Et puis tu as brûlé, des mois durant. Ne maîtrisant pas ce corps démoniaque dont tu étais désormais affublée. Ces capacités trop puissantes pour un être tel que toi, aux pensées encore profondément humaines, à la peine encore vive. Où étaient tes enfants ? S'en étaient-ils sortis ? Tu étais morte...
Tu avais si bien accepté la mort que son absence te plongea dans un profond désarroi.
Franz passa des mois entiers à t'aider à contrôler ton pouvoir. Au moins t'empêcher de brûler. Dans ce monde de cendre et de soufre, tu faisais office de soleil. Un soleil, oui... ironique.

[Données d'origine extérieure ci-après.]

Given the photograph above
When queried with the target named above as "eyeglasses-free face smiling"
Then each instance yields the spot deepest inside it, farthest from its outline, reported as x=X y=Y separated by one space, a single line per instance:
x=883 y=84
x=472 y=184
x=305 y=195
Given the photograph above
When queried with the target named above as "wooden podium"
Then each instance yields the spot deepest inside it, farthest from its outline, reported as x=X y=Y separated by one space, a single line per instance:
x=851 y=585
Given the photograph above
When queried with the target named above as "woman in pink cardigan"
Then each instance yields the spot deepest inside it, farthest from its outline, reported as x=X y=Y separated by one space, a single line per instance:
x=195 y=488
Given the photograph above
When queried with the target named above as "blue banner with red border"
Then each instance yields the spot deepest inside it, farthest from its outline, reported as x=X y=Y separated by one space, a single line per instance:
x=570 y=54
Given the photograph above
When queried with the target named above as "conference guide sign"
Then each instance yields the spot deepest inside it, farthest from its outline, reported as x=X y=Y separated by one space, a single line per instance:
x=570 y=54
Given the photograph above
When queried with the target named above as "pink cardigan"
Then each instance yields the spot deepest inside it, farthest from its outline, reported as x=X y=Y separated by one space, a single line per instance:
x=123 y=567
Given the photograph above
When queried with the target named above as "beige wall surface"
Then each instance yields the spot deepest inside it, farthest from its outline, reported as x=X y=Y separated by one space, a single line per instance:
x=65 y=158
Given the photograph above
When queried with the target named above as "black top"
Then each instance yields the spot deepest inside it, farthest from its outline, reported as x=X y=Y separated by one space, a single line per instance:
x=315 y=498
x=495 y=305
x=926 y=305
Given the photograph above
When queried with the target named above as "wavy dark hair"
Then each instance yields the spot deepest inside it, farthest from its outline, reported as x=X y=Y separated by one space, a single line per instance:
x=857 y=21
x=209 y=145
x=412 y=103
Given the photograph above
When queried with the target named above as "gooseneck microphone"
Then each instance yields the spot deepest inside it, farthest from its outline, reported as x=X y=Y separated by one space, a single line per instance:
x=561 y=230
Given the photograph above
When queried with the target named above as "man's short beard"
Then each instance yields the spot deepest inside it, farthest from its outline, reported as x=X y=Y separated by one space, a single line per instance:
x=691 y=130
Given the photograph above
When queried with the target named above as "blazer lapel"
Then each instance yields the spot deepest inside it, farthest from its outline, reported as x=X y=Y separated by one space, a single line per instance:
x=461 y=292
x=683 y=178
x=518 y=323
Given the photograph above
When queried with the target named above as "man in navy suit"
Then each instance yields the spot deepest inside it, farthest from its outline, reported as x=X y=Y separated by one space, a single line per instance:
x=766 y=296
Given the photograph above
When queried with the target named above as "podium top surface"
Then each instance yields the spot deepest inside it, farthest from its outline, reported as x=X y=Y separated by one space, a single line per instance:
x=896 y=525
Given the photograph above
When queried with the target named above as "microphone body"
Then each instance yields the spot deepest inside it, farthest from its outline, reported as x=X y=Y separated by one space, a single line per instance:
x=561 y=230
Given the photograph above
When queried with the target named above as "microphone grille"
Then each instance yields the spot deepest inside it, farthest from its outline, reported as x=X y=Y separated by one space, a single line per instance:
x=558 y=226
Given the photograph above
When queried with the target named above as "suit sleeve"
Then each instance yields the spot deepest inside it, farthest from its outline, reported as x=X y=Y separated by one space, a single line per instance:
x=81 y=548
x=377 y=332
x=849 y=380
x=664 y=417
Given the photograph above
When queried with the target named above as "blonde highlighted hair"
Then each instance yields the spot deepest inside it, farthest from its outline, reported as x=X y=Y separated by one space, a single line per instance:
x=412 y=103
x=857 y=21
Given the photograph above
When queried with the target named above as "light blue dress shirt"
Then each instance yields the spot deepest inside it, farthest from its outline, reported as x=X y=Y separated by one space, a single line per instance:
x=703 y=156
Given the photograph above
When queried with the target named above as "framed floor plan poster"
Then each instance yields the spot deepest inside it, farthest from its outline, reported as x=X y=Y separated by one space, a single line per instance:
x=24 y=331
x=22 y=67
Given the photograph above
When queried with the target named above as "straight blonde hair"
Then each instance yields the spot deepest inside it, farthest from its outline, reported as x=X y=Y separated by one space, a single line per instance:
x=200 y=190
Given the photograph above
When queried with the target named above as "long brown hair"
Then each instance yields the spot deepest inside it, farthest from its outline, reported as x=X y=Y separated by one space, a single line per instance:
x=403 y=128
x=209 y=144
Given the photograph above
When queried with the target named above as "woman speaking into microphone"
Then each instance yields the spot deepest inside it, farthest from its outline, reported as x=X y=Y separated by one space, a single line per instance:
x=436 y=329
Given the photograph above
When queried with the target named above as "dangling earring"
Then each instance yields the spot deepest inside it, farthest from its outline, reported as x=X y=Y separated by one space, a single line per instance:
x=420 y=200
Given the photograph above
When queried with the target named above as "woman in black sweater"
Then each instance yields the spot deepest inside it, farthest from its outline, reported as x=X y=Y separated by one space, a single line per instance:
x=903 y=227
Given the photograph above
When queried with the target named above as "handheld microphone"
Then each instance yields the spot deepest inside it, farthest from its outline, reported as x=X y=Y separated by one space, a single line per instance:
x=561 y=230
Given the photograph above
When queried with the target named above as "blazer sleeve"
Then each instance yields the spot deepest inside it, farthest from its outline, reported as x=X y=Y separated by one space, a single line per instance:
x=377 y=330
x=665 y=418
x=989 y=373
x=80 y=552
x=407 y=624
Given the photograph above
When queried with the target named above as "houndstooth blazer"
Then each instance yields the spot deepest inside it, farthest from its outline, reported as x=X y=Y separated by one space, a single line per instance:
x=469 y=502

Et puis Franz t'as trahie. Il t'as trahie alors que, voulant comprendre ce monde nouveau, tu t'étais mise à dénigrer les enfers. Leur organisation. Lui aussi les méprisait. Mais ce que tu ne savais pas, c'est que le Phénix était déjà un paria.
Alors, lorsque les magistraux l'ont retrouvé, il a fuit. Te laissant derrière lui. Te laissant à leur merci. Combien d'entre eux sont morts, avant de parvenir à te maîtriser...
Cela, Wikipédia ne le dit pas.)
(Tu sais ce que Wikipédia ne dit pas non plus ?
Les années de torture qui se sont suivies. Ton corps, d'abord soumis aux pires sévices physiques. Puis psychologiques, une fois le bourreau certain que les coups ne te feraient pas ployer.
Il t'a plongée dans le noir.
Seule.
Ton seul contact ; sa silhouette, apparaissant rarement au coin de ta vision. Et tu as craqué...
Tu as craqué. Tu t'es brisée au bout de tant d'années, victime de ce syndrome qui te faisait l'aimer. Victime de ta propre solitude. De ta colère envers Franz. De ces réflexes démoniaques que tu ne parvenais pas à contrôler... tu as accepté de ployer, et tu es entrée à son service. Son assistance.
Et pendant des dizaines d'années, tu as torturé à ses côtés. Jusqu'à craquer à nouveau. Refuser cet état de servitude dans lequel tu t'étais enlisée. Monter une révolte, surmonter la terreur et l'attachement développés à l'égard d'Alastor. Et puis tu es partie...)
(Tu ne fus pas une bonne personne, ni une bonne mère, selon tes dires. Un être humain raté en tous points. Jusqu’à mourir pour tenter d’étouffer la folie qui était en train de se propager jusqu’à ta petite fille. Jusqu’à faire peser sur les épaules de tes enfants le poids de tes actes. De ton histoire trop sulfureuse pour l’époque.
Ont-ils seulement été heureux ?
Kirsten a été déportée durant la seconde guerre mondiale. Les camps ne lui ont laissé aucune chance.
Vincent a fui assez tôt, jusqu’en Amérique. Mais ses compositions, aujourd’hui, te semblent immensément douloureuses.
Ton fils s’est marié. Mais tu perds la trace de sa descendance au fil des années.
Quant à ta fille, ses petits enfants sont devenus, par ironie du sort, des scientifiques sans cœur.)